Dans cet ouvrage, issu d’un solide essai réalisé en
didactique de l’histoire à l’Université Laval de Québec,
Christian Nkoumou revisite et actualise toutes ces questions. À
partir du cas des programmes d’histoire du secondaire au
Cameroun, il analyse finement l’introduction toute récente dans
son pays de l’approche par compétences auprès des enseignants
et du désarroi de ces derniers face à cette prescription
ministérielle. Combinant une bonne maîtrise théorique des
concepts en cause (approche par compétences, approche par
objectifs, etc.) et d’une connaissance intime du terrain et de la
réalité des enseignants camerounais, il montre comment un
concept conçu dans les pays occidentaux — mais qui là-bas n’a
pourtant jamais fait l'unanimité — est en quelque sorte
parachuté dans de nombreux pays africains, pour ne pas dire
qu’il leur est carrément imposé par le biais d’une attitude de
type néocolonialiste.
En effet, pour bien saisir le virage vers l’approche par
compétences que vit présentement le Cameroun et d’autres pays
africains, il importe de comprendre la pression qu’exercent
toujours en éducation certains pays européens sur leurs
anciennes colonies.
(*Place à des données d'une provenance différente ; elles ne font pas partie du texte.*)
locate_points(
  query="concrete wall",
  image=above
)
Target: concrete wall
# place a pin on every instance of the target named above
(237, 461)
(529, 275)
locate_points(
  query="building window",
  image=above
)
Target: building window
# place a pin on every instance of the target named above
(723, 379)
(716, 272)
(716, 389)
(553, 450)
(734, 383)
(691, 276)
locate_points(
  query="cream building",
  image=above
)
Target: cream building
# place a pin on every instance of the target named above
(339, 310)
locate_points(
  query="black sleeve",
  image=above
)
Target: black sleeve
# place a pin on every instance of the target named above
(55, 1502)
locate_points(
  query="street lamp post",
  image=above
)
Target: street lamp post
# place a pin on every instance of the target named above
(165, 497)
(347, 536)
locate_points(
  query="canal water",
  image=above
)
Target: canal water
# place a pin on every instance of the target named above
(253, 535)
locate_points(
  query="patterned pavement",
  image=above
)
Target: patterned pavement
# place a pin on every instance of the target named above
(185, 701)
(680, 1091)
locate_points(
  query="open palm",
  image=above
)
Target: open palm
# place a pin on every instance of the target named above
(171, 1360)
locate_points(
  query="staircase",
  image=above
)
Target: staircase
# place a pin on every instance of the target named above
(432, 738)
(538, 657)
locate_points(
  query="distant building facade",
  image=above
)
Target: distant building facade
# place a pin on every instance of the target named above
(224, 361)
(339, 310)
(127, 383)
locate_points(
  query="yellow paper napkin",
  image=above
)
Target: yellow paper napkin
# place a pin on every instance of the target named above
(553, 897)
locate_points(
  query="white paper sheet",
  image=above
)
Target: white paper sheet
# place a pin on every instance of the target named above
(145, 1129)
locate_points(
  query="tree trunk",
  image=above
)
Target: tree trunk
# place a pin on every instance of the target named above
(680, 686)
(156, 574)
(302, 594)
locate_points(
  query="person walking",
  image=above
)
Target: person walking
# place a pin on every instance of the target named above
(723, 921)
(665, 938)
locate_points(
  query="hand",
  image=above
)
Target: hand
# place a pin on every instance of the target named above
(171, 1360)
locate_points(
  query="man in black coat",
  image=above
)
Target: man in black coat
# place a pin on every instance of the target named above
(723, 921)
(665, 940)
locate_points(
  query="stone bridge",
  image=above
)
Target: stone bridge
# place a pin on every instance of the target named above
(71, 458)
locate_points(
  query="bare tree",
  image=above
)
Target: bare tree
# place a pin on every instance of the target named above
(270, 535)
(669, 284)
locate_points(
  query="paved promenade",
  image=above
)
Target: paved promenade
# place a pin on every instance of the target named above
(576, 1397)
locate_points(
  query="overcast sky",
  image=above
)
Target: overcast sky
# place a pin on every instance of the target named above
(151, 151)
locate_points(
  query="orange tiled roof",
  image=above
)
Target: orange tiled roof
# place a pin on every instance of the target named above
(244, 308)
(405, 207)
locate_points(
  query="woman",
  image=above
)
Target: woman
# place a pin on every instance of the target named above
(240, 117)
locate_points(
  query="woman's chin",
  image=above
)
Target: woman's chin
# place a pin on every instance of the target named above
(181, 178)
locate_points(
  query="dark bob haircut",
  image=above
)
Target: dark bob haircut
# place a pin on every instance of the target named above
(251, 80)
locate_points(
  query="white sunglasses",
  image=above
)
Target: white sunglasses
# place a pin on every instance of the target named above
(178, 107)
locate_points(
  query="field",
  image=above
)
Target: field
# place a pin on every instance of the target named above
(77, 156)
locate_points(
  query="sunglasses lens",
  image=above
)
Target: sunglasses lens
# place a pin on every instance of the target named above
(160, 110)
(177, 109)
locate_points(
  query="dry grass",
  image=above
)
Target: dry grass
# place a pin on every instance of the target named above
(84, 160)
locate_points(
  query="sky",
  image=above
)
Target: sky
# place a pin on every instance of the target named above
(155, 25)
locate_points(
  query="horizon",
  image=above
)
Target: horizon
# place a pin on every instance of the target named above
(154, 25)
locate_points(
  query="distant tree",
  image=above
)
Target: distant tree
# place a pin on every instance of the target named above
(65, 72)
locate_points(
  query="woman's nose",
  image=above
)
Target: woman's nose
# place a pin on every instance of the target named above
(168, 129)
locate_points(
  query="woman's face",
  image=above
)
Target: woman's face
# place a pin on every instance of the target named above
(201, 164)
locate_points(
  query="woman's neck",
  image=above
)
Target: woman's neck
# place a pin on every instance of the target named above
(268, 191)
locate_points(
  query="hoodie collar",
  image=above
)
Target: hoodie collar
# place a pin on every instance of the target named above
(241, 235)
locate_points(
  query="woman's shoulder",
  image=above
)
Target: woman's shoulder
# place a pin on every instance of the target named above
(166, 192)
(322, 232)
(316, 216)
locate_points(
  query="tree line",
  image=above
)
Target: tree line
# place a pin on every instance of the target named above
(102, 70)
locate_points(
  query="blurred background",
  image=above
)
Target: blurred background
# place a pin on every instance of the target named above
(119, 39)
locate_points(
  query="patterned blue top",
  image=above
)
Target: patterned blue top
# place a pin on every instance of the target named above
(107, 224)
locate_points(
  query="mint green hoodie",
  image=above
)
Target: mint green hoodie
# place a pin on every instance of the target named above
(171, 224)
Avec d’autres, C. Nkoumou montre bien les
liens entre ces pressions dans le domaine éducatif et la volonté
de contrôle des politiques économiques de ces pays africains
par les nations capitalistes avancées. Pour citer Payette (2014,
p. 33), « l’OCDE se donne de plus en plus des airs de ministère
mondial d’une éducation téléguidée avec politesse, tact et
distance par les lois du marché ». Certes, comme C. Nkoumou
le signale — en citant entre autres Perrenoud —, l’apparition
des compétences dans les pays occidentaux ne découle pas
13 seulement d’une logique économique, mais également
proprement pédagogique. Mais il reste que la situation difficile
que décrit l’auteur à l’égard de l’implantation dans son pays de
l’approche par compétences, alors que l’approche par objectifs
d’apprentissage commence à peine à être apprivoisée par les
enseignants, découle essentiellement d’un rapport de
dépendance économique et politique.
Et dans tout ça, que vivent et que pensent les enseignants
camerounais d’histoire ? Un des précieux apports du travail de
C. Nkoumou est l’enquête qu’il a menée sur le terrain auprès de
ses confrères. Ces derniers, montre-t-il, ne sont pas contre le fait
d’améliorer leur pratique pour favoriser les apprentissages de
leurs élèves, mais ils ne sont pas dupes du jeu
politicoéconomique qui se joue avec le choix de l’approche par
compétences. Mais surtout, ils font valoir qu’ils ont bien
d’autres chats à fouetter (effectifs pléthoriques, manque de
matériel didactique, etc.) et qu’ils sont peu appuyés dans ce
processus de changement pour lequel ils n’ont pas été au
préalable consultés.
On me permettra ici un autre parallèle avec la situation
québécoise. Dans une étude que j’ai menée il y a quelques
années avec deux de mes collègues (Cardin, Falardeau et
Bidjang, 2013), nous constations comment le manque de
support et d’accompagnement perçu par les enseignants
québécois, lors de l’implantation des nouveaux programmes par
compétences au cours de la dernière décennie, en avait conduit
plusieurs à rejeter la réforme en cours. Comme plusieurs
enseignants camerounais cités par l’auteur, une partie
importante des enseignants québécois du secondaire, et plus
encore en histoire, se sont littéralement braqués contre
l’approche par compétences en invoquant le fait qu’ils ont dû
s’approprier eux-mêmes et sans formation adéquate une
philosophie d’enseignement qui, même si elle était soutenue par
de louables intentions, était difficile à appliquer dans la réalité
de la classe.
S’il y a une leçon à retenir de la recherche dont cet ouvrage
rend compte, c’est qu’on n’improvise pas d’en haut de si vastes
14 changements pédagogiques sans mettre les enseignants dans le
coup et sans y mettre les efforts et les ressources nécessaires
pour leur permettre de les faire vivre au quotidien dans les
écoles. À défaut de le faire, la théorie des programmes et la
réalité des pratiques enseignantes continueront à se développer
comme deux univers parallèles et étanches l’un à l’autre.
Références
Cardin, J.-F., É. Falardeau et S.-G. Bidjang, « “Tout ça, pour
ça…” Le point de vue des enseignants du primaire et du
secondaire sur la réforme des programmes au Québec », dans
Formation et profession. Revue scientifique internationale en
éducation, Vol. 20, no 1, 2012, pp. 13-31.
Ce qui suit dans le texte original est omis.